Contents
layout: default title: Large-Vector Sublinear Search
nav_order: 20
Spec: Large-Vector Sublinear Search
Status: proposed Risk tier: CAUTION Primary goal: revive IVF-PQ / SQ-family work only where it beats the current defaults on latency, recall, and footprint for very large vector tables.
Problem
The current vector story has three different regimes:
sorted_hnswis the stable planner-integrated default.- FlashHadamard is a documented experimental packed exhaustive-search lane.
- IVF-PQ is a legacy/manual path that can scan compact PQ codes inside physically clustered IVF partitions.
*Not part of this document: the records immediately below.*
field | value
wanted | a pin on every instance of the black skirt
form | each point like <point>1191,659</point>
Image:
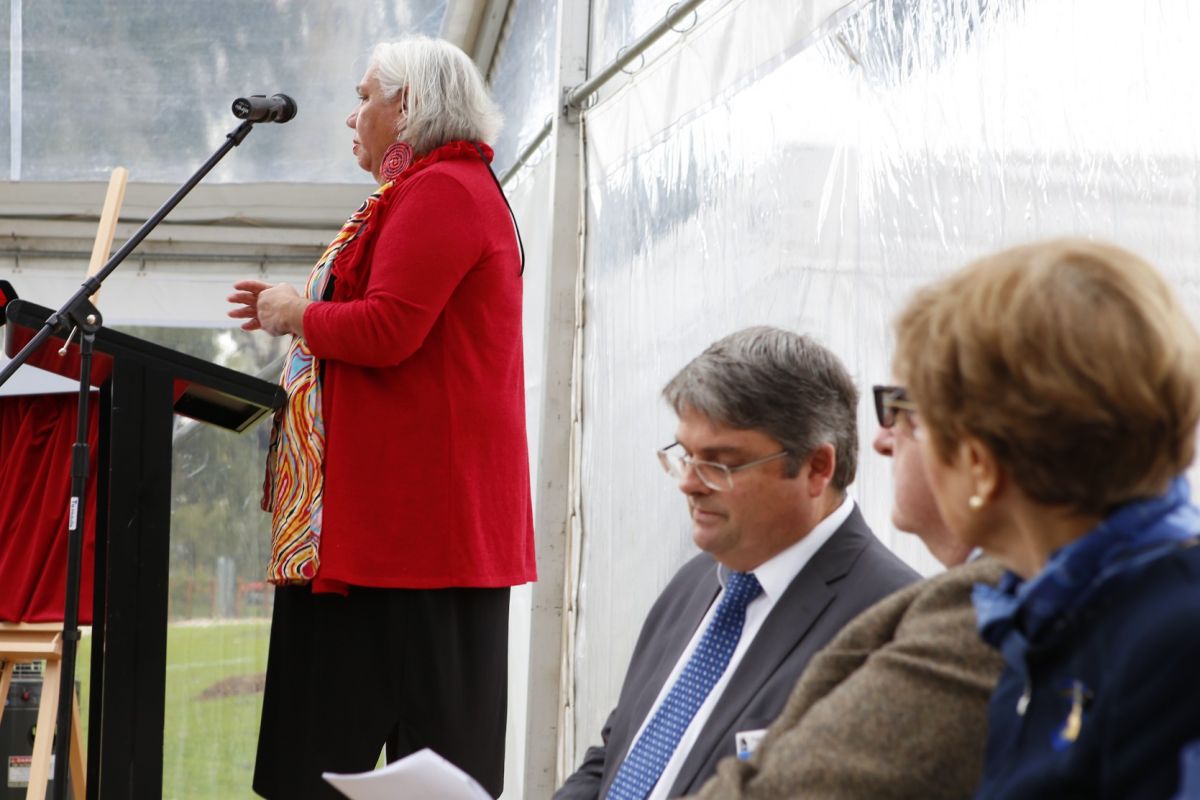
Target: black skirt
<point>407,668</point>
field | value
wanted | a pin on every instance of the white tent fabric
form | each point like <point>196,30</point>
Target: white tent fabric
<point>804,164</point>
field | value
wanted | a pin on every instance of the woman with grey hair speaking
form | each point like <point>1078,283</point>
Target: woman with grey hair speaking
<point>397,476</point>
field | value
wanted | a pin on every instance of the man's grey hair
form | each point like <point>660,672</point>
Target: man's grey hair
<point>447,97</point>
<point>780,383</point>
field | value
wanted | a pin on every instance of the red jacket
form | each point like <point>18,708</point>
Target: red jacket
<point>426,458</point>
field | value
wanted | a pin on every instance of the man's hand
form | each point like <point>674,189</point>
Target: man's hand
<point>276,308</point>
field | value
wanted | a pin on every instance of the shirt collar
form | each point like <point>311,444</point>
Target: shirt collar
<point>777,573</point>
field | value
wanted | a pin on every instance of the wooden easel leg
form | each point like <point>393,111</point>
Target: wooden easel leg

At 103K x 2880D, current docs already record that exhaustive packed
FlashHadamard and sorted_hnsw are stronger product defaults than IVF-style
pruning. Re-enabling IVF-PQ as a headline feature at that scale would reopen a
refuted branch.
The valid revival target is larger tables, where scanning every packed vector per query becomes memory-bandwidth-bound and sublinear routing can pay for its complexity.
Current Evidence
Validated anchors in this repository:
svec_ann_scan(...)already implements C-level IVF-PQ scan: IVF probe, SPI candidate fetch, ADC over PQ codes, top-k selection, and optional exact rerank.- Residual PQ is implemented and documented. It improves intra-partition fidelity at the cost of one distance table per probed centroid.
- Physical clustering by
(partition_id, id)maps IVF probes to sorted_heap block ranges, so zone-map pruning can skip non-probed partitions. - On
103K x 2880D, IVF/pruning is not the recommended default; current FlashHadamard notes explicitly park pruning at that scale. sorted_hnsw.build_sq8and the sidecar HNSW cache already use SQ8 as an internal memory-reduction substrate.- No stable SQ4 row-store or planner-integrated SQ4 scan exists today.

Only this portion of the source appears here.